Enrichment Query Language
Enrichment Query Language (EQL) is a query language generated with ANTLR that allows us define that streams and fields to use and join. Before we look into details of the EQL, let’s take a look at a few definitions of terms.
Term | Definition |
---|---|
Stream | A stream represents continuosly updating data set of unknown size. A stream is an ordered, replayable, and fault-tolerant sequence of immutable data records |
Data record | A data record is defined as key-value pair |
Table | A table is a collection of key-value pairs |
Joiner | A joiner merges two streams or tables based on the keys of their data records, and yields a new stream |
Enricher | An enricher add relational information about events |
Queries
Following provides an abstract diagram definition for EQL.
Joiners
A joiner merges two streams or tables based on the keys of their data records, and yields a new stream.
Joiner basic syntax is as follows:
JOIN SELECT <comma-separated-fields or *> FROM (TABLE|STREAM) <stream-name> [[PARTITION] BY <field-name>] USING <joiner-name>
Where:
<comma-sparated-fields or *>
or<field-name>
: The selected fields to join.

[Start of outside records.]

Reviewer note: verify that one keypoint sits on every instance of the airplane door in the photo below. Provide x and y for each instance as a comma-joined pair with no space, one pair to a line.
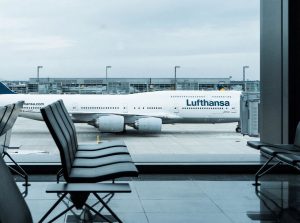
74,107
176,109
125,109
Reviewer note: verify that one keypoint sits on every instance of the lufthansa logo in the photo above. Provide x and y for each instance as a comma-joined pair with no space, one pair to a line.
204,102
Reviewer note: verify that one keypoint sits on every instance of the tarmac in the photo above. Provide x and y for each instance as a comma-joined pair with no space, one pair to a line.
33,137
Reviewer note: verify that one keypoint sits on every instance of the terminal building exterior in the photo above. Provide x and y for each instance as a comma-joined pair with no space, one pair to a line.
126,85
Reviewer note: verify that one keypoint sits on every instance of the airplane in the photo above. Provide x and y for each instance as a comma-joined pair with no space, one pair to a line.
146,112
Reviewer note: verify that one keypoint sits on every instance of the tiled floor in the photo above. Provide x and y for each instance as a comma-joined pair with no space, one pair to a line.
195,198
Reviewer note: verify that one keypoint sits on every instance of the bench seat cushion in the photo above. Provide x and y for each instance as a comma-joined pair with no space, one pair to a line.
289,158
284,148
97,174
101,153
86,163
101,145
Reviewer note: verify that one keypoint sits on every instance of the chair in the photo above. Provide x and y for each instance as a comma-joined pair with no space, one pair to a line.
88,158
287,153
82,177
13,208
8,119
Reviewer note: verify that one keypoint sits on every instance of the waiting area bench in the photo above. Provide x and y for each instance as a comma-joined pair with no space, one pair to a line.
84,169
278,153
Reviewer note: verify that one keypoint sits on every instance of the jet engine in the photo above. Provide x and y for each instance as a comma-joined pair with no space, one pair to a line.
148,124
110,123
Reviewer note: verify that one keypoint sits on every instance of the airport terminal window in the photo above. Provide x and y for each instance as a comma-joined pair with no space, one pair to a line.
136,47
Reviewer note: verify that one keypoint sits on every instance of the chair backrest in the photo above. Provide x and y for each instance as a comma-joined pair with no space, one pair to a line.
297,136
64,130
68,119
13,208
13,116
2,111
68,123
60,140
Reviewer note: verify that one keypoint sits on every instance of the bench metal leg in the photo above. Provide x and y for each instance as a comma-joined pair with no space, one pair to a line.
264,169
53,206
97,213
58,175
107,208
21,171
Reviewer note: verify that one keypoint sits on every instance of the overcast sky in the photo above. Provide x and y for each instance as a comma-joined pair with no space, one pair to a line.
138,38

The wildcard*
indicates ‘all fields of stream’.<stream-name>
: The selected stream from which enricher will get data.<joiner-name>
: The selected joiner in enrichment config json.
GLOBAL TABLE
The FROM GLOBAL TABLE
clause allows us use a stream as Kafka Stream GlobalKTable.
Optional PARTITION BY
The [PARTITION] BY
clause allows us partition by field instead of stream’s key. We are going to illustrate this behaviour in next diagram:
Enrichers
An enricher add relational information about events.
Enricher basic syntax is as follows:
ENRICH WITH <enricher-name>
Where:
<enricher-name>
: The selected enricher in enrichment configuration json.
An enricher can be any data source that works with Json messages.
Output Stream
The INSERT INTO
clause allows us to define what stream to use as the output stream, this clause can be complemented with PARTITION BY
clause that allows us repartition the output stream by a specific field. If we omit the PARTITION BY
clause, the enricher will use the current partition key of the input stream.
Examples
Simple field extraction
Suppose that we have two streams with fields:
- inputStream1: fieldA and fieldB
- inputStream2: fieldC and fieldD
If we define next query:
SELECT fieldA, fieldB, fieldC FROM inputStream1, inputStream2 INSERT INTO STREAM output
Enricher extracts fieldA, fieldB and fieldC from both inputStream1 and inputStream2 if exists and inserts them in output.
This query is very simple and not enrich, Enricher only extracts and inserts fields.
Simple streams join
If we define next query
SELECT * FROM STREAM inputStream1 JOIN SELECT fieldY FROM STREAM inputStream2 USING simpleStreamPreferredJoiner INSERT INTO STREAM output
Enricher extracts all fields from intputStream1 and join them with the fieldY from inputStream2 using simpleStreamPreferredJoiner in order to do it is necessary that the streams share the same key.
Simple streams enrich
If we define next query
SELECT * FROM STREAM input ENRICH WITH simpleStreamEnrich INSERT INTO STREAM output
Enricher extracts all fields from input and enrich with simpleStreamEnrich using as data source a relational database.
Complex streams enrich and join
Suppose that we have a system with data about flow and location and we have a key-value store with information about ip reputation:
We need enrich and join this information and send data to final stream enrichflow. In order to do this we have to define next EQL:
SELECT src, protocol FROM STREAM flow JOIN SELECT * FROM STREAM location USING simpleStreamPreferredJoiner ENRICH WITH reputationStreamEnrich INSERT INTO STREAM enrichflow
These are some examples about EQL and how Enricher works.